As far as the future is concerned, Martha thinks her son would make a good club owner or bartender. “For Christmas a while back, I got him a certificate to take the online bartending course. You remember the movie Cocktail with Tom Cruise? I said, ‘You know what I see for you is owning your own club, bartending, and then all of a sudden rip it off and get up there!’ He just cracks up.”

Despite the fact that Kaufeldt describes his mother as “about 50-50 on what she knows, what she thinks she knows, and what she really has no idea about,” he seems to be on the same page as her when it comes to the future.

“I think it would be pretty cool to be a bartender,” he says. “From 10 to 12 you could go dance, and then like, 1 to 2 you frickin’ serve up drinks— cause everybody’d be like, ‘dude no way, White Tiger’s behind the bar, let’s get a drink from him.’”

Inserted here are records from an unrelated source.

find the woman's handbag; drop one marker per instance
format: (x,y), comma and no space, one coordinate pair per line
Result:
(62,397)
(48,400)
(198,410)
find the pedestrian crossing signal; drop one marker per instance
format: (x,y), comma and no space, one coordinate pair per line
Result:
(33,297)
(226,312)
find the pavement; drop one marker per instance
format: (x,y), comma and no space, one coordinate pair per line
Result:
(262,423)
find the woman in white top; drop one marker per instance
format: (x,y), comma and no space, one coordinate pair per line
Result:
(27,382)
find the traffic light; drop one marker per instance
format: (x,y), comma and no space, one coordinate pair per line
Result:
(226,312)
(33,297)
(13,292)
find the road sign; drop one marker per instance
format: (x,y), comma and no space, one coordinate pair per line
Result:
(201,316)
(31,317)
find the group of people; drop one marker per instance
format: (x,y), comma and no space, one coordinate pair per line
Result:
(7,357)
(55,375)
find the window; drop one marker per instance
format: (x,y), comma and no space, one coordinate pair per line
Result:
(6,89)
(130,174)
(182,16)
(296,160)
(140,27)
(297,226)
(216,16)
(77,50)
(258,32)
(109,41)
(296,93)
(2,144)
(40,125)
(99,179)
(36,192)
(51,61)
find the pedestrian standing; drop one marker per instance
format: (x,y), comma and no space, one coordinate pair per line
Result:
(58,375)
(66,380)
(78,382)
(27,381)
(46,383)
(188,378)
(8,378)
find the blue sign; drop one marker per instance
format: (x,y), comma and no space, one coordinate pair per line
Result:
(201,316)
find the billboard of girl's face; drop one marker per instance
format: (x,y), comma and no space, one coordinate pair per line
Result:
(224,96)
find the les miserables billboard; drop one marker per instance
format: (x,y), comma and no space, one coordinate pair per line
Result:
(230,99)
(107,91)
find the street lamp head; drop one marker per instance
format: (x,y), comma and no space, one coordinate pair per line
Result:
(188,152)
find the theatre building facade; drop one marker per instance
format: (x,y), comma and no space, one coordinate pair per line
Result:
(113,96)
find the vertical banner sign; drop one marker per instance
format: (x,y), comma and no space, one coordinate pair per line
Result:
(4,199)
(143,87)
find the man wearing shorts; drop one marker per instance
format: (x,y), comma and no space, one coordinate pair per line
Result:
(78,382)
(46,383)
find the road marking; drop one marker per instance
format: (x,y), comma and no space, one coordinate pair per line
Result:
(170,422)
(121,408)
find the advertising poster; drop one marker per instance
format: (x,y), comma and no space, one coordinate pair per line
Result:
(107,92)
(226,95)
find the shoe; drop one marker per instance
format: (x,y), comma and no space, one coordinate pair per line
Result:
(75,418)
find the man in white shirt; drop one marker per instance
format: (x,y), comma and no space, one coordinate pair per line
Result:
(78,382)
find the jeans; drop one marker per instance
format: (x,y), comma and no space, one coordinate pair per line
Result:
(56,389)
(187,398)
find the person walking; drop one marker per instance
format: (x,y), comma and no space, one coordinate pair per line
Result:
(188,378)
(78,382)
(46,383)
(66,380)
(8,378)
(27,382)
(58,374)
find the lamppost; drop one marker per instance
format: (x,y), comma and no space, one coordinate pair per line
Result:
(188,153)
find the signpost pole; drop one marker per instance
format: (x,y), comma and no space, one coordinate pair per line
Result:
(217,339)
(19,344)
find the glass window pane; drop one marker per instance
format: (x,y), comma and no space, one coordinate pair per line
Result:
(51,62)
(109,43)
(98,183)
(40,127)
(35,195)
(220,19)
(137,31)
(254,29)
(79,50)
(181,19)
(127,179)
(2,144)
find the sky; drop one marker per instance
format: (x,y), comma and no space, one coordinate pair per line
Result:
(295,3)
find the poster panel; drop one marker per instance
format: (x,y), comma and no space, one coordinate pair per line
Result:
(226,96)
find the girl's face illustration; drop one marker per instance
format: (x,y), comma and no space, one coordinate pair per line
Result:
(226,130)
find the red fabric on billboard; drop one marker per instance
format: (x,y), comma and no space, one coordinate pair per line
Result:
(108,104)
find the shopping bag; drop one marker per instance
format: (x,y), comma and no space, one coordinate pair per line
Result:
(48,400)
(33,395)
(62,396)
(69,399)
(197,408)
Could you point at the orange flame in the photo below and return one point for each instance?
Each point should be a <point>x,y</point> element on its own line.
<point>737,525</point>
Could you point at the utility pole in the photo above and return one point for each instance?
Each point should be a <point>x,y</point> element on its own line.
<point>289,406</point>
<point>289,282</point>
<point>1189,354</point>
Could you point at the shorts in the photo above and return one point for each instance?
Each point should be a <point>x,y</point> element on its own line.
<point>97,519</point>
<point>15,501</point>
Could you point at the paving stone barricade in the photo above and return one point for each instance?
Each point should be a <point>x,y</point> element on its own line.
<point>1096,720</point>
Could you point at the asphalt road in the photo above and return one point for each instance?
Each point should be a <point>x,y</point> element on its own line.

He has considered becoming a DJ as well, but doesn’t see that in his immediate future. “A DJ has to sit still, and prepare like a week before the set, and make sure they’re not too high before they go onto their set. It’s kind of a stressful job. For a couple hundred bucks it’s not anywhere that I would want to be right now,” he says. “At the end of the day, the DJs get paid, and I feel like I take all of their fame for it. If I go to a festival, every 10 seconds you’ll hear someone yell, ‘White Tiger!’”

Whatever the future brings for him, Kaufeldt says his “number one thing” is to stay humble about what he does.

“Every superstar I’ve ever believed in, they try and stay as humble as they can. They make sure they have enough street credit before they start talking about anything. The people who really try and become legends too quick are the people that are just talkin’ out of their ass.”